Heute war es mir danach, das vergangene Jahr hier noch einmal in kurzen zusammenfassenden Rückblenden Revue passieren zu lassen und auf diese Weise noch einmal für mich gründlich Inventur zu machen. Für jeden Monat habe ich mir ein Foto ausgesucht und dazu geschrieben, was mir für den jeweiligen Monat wesentlich erscheint.

JANUAR
Zu Beginn des neuen Jahres war ich voller Tatendrang und mit ganz viel positiver Energie erfüllt. Ich schmiedete neue berufliche Pläne und begann auch sogleich erste Schritte in die Wege zu leiten. (Ich konnte nicht ahnen, dass ich sehr bald jäh ausgebremst würde und mein Vorhaben auf unbestimmte Zeit „im Sande verlaufen“ sollte.)

FEBRUAR
Im Laufe des Monats zeichnete sich immer deutlicher ab, dass sich etwas Unheilvolles zusammen braute. Mitte des Monats besuchte ich noch mit drei Freunden die vorerst letzte kulturelle Veranstaltung. Am Ende des Monats, noch vor dem offiziellen Lockdown, entschlossen wir, die Gruppe von Freunden, die sich regelmäßig zu Spiele-Abenden trafen, ihn dieses Mal ausfallen zu lassen. 

MÄRZ
Wir wurden schon von Beginn des Lockdowns fast konstant über die gesamte Zeit mit ungewöhnlich sonnigem Wetter beschenkt.

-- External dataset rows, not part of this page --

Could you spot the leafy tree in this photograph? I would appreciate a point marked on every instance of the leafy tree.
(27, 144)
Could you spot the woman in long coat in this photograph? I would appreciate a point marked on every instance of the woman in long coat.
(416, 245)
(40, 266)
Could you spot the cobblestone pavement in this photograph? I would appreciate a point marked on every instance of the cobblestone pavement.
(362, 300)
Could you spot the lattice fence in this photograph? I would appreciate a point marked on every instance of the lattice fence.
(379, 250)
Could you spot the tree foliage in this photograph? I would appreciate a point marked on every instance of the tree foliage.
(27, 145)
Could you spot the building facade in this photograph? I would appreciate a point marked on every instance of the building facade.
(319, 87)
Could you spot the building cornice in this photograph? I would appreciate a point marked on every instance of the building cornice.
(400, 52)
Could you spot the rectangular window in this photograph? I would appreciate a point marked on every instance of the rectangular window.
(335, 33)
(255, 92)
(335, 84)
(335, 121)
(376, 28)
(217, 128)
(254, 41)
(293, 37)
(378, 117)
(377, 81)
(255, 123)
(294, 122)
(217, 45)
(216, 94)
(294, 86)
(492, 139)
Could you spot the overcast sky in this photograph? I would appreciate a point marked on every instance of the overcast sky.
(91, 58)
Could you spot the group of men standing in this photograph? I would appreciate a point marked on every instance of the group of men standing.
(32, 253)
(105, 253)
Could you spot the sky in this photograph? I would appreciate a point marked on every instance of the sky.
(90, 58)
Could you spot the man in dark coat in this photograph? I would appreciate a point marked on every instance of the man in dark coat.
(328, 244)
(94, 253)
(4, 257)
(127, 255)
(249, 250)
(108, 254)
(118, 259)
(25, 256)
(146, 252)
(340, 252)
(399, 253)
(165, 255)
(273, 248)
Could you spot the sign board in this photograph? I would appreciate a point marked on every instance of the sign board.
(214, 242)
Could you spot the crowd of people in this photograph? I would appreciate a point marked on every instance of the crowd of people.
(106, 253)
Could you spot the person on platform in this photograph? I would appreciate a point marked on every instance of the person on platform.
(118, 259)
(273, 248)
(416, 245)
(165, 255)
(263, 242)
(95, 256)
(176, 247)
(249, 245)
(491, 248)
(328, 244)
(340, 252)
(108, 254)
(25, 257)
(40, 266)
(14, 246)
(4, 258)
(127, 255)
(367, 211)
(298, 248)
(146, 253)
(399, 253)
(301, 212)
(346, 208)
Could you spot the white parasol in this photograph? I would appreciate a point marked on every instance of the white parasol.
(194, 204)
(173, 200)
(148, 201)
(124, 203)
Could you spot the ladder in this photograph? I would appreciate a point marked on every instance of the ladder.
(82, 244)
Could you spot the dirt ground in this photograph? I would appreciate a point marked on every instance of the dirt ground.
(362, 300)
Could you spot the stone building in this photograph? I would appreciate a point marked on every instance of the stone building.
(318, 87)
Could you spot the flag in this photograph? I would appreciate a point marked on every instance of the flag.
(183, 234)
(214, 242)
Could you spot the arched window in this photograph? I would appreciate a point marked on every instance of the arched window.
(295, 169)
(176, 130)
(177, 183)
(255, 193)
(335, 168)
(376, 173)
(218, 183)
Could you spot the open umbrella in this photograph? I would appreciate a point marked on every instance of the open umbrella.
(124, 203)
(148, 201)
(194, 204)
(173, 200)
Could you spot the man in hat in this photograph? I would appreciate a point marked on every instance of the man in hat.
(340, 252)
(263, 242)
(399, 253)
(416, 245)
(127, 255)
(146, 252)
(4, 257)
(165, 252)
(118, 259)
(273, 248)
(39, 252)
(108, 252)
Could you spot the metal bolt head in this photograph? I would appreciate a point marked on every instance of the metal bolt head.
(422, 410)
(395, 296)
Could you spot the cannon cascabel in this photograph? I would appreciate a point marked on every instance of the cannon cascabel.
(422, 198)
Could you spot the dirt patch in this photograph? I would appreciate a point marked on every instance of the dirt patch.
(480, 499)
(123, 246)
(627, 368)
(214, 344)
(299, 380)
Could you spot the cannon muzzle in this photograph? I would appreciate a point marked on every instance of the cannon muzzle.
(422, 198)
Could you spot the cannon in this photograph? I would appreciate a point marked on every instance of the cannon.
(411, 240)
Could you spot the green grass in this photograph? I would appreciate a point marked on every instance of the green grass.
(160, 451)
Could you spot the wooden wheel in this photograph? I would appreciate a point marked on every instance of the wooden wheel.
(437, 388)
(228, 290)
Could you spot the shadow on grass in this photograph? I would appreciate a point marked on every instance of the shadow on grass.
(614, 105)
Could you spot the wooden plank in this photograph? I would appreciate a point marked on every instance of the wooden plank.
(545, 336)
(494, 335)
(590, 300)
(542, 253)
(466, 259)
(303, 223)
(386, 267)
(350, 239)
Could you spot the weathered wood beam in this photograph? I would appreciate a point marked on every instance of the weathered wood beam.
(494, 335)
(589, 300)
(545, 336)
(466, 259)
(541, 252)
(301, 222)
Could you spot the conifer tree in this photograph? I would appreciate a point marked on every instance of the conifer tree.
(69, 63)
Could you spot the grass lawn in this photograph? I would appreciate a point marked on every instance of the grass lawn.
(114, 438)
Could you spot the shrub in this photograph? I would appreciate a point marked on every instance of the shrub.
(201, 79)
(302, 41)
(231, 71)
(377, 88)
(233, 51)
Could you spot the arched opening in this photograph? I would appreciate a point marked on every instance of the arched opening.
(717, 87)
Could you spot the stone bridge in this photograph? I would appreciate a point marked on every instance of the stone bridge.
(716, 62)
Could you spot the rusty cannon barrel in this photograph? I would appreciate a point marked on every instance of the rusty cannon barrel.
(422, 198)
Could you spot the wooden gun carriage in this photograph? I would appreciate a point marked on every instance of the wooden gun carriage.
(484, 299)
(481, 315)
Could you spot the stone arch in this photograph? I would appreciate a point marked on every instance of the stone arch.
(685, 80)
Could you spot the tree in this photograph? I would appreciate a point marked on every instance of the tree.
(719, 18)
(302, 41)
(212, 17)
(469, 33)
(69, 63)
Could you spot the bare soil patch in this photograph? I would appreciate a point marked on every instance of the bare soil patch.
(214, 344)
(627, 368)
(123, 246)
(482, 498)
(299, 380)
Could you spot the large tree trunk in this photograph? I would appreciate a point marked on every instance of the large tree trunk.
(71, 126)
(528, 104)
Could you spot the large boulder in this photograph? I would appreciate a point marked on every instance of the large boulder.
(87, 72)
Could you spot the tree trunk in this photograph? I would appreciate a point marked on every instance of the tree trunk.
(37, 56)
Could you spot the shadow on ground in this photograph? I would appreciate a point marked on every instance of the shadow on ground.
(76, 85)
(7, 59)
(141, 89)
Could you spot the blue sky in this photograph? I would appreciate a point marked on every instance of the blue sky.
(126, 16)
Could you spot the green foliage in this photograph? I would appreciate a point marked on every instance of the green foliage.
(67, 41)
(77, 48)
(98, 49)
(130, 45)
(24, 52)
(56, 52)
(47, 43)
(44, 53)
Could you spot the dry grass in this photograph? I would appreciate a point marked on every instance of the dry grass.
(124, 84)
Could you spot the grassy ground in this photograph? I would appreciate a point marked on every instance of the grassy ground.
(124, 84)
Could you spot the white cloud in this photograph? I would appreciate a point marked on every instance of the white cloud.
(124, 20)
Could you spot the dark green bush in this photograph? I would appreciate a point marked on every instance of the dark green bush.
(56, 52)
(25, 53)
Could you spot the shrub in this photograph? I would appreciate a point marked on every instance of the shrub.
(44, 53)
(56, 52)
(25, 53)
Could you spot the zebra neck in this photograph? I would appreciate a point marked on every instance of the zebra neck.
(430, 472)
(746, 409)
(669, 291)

Das war eine Wohltat für die gestresste Seele, immer wieder in den nahen Feldern in der Natur Kraft tanken zu können. Wenn ich zum Einkauf aus dem Dorf in die Stadt fuhr, schaute ich voller Mitgefühl auf die hohen Wohnblocks und konnte mir wahrscheinlich nicht annähernd ausmalen, wie es den Familien mit Kindern erging, die in der Stadt ohne Garten in der Wohnung festsaßen. Den Stein den mein Foto zeigt fand ich bei einer der täglichen Spaziergänge im Feld und er motivierte mich, meinerseits Mutmachsteine zu bemalen und auszulegen.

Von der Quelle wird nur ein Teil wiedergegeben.